Time comes into the picture.

“The remedial measures to be undertaken should speed clean-up of the groundwater by a decade or more said Charlie Tebbutt, lead counsel for the community groups and an attorney for CARE for 25 years. “The community deserves better protection that what the state has provided, which has been virtually nothing.”

He said that once again, the people had to use the federal environmental laws to protect themselves from rampant pollution.

“The rest of the dairy industry needs to follow suit.”

How bad was it?

CARE’s Helen Reddout, a determined 93 years old, said that the nitrate levels in the tap water were so bad that doctors were telling people not to touch the water— not even when they were washing their hands under running water.

“You can’t see it, smell it or taste it,” she said. “But it can cause serious health problems.”

As part of the settlement, the dairies will fund alternative sources of clean drinking water for people who live near the dairy operations. 

Another concern in all of this are the many farmworkers who work in the valley. 

With all the persistent pushing for improvements that her group and others did, Reddout said the dairy owners actually became more aware of the problem.

“When we first started, you’d see black manure coming out of the dairy pipes and going into the creeks.” she said. “ The dairy owners would say, ‘‘Once it’s off my property, it’s not my problem.’”

CARE’s Helen Reddout, a determined 93-year-old, said that the nitrate levels in the tap water were so bad that doctors were telling people not to touch the water— not even when they were washing their hands under running water.

Then, you’d also see manure slurry flowing out of the barns and into the road ditches that led to the creeks.

And the smell, it was awful she said. “So awful that you couldn’t keep an air conditioner going.
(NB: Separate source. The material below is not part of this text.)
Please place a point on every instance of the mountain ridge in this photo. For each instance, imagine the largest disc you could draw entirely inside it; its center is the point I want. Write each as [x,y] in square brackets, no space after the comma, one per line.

And you didn’t even want to go outside in the summer.”

“It tore up my life,” she said, explaining that she had wanted to have a nursery where people could come out and buy flowers and plants. “No one would want to come out to a place that smelled so bad,” she said.

Then there’s food safety

Amy van Saun, an attorney with the Center for Food Safety, said that mega-dairies are problematic for food safety in several ways. 

“First, they generate a massive quantity of waste, which contains not just nutrients like nitrogen and phosphorus, but also pathogens like E coli, animal drug residues, and heavy metals,” she said. “That waste is then spread on crop fields, some of which feed the cattle, but others are crops we directly eat, including some that are certified organic. They also contaminate surface and groundwater that is used for drinking water and to irrigate crops.”

She also said that many of the outbreaks of pathogens on lettuce and spinach and other crops like that are tied to nearby spraying of waste or contaminated irrigation water from large animal operations. 

“By getting these mega-dairies under a consent decree, they will be required to better manage their waste to avoid that ground and surface water contamination, and be more careful about what they’re spraying on crops,” she said.